Centre of Gravity Method Concept

Analytical approach based on coordinate locations of supply sources & markets. Considers demand, supply quantities, and distances to find the location that minimizes total weighted transportation cost.

VariableMeaning
X, YCoordinates of the new facility (decision variables — unknown)
Xi, YiCoordinates of supply source / market node i
FShipping cost per unit per mile
DQuantity to be shipped
dDistance between the new facility and a given node (calculated)

Used to calculate the straight-line distance between the new facility (X, Y) and any node (Xi, Yi).

d = √ [ (X – Xi)² + (Y – Yi)² ]

(Applied for each of the 3 supply sources and 5 markets → 8 distances in total)

Cost = sum of (shipping cost × quantity × distance) over ALL nodes.

Total Cost = Σ (F × D × d)

(In Excel: use SUMPRODUCT function)


  1. Data Entry: Enter shipping cost (F), quantity (D), and coordinates (X, Y) for all nodes.
  2. Define Decision Variables: Create two cells for X and Y (new factory) — initialize both to 0.
  3. Distance Calculation: Use Euclidean distance formula for every supply source and market node.
  4. Total Transportation Cost: Use SUMPRODUCT function: Total Cost = Σ (F × D × d)
  5. Optimize using Solver: Data tab → Solver.

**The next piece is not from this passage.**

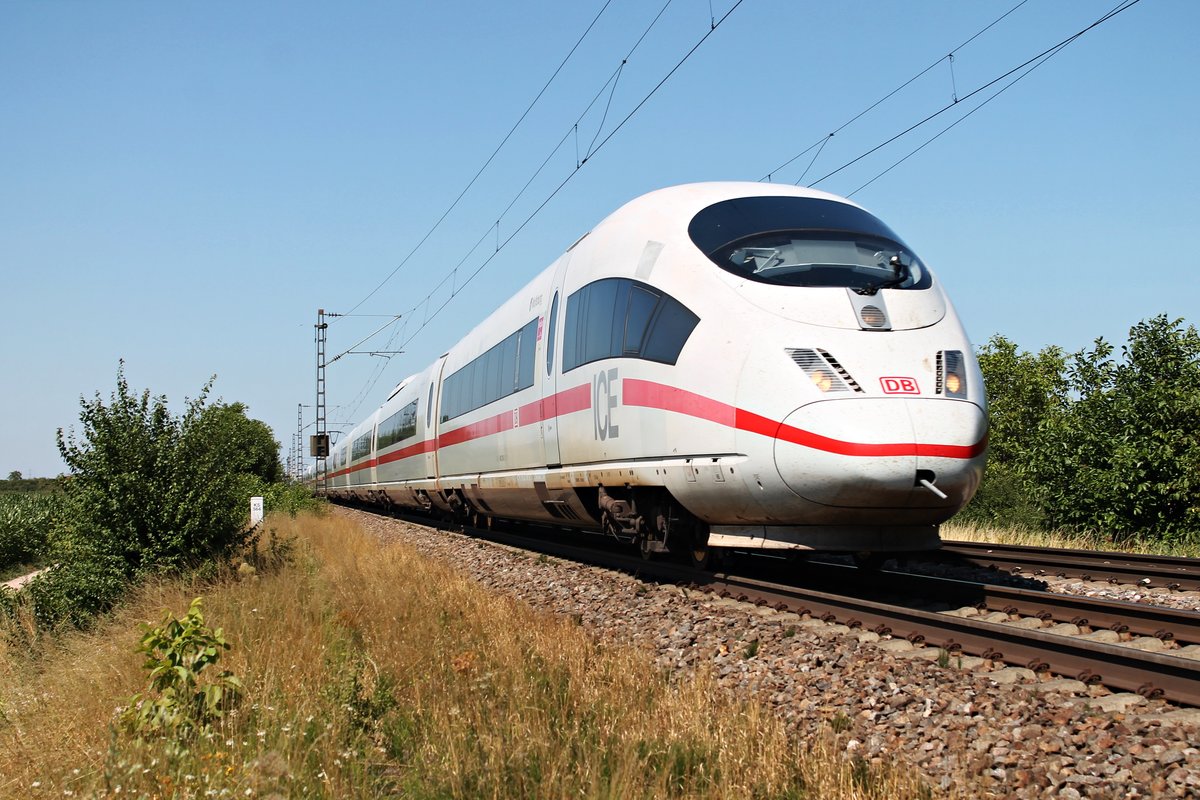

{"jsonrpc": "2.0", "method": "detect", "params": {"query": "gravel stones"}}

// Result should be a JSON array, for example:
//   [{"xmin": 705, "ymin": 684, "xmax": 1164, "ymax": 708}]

Objective = minimize Total Cost. Variables = X, Y cells. Method = GRG Nonlinear.

Excel Solver Configuration


  • Set Objective: Select the Total Cost cell → set to Minimize.
  • Changing Variable Cells: Select X and Y cells (decision variables).
  • Solving Method: Use GRG Nonlinear — because the cost function is non-linear (due to the square root in the distance formula).

  • After optimization: X ≈ 500, Y ≈ 600 (initially 0, 0)
  • These coordinates correspond to approximately Delhi.
  • Decision: Locate the new factory near Delhi to minimize total transportation cost.

What if the Optimal Location is Not Feasible?

Section titled “What if the Optimal Location is Not Feasible?”
  • Real-world constraints may prevent building exactly at (500, 600) due to land unavailability, regulations, lack of infrastructure, etc.
  • Solution: Explore nearby areas close to the optimal coordinates. Choose the nearest feasible location that meets secondary criteria (infrastructure, labour).

  • Facility Location: Strategic decision to find WHERE to build a new facility from scratch.
  • Centre of Gravity: Uses coordinates + demand + shipping cost to find cost-minimizing location.
  • Euclidean Distance: d = √[(X–Xi)² + (Y–Yi)²]
  • Total Cost: Σ(F × D × d) — minimized using Excel Solver (GRG Nonlinear).
  • Result: Optimal (X, Y) ≈ Delhi area; if infeasible, explore nearby locations.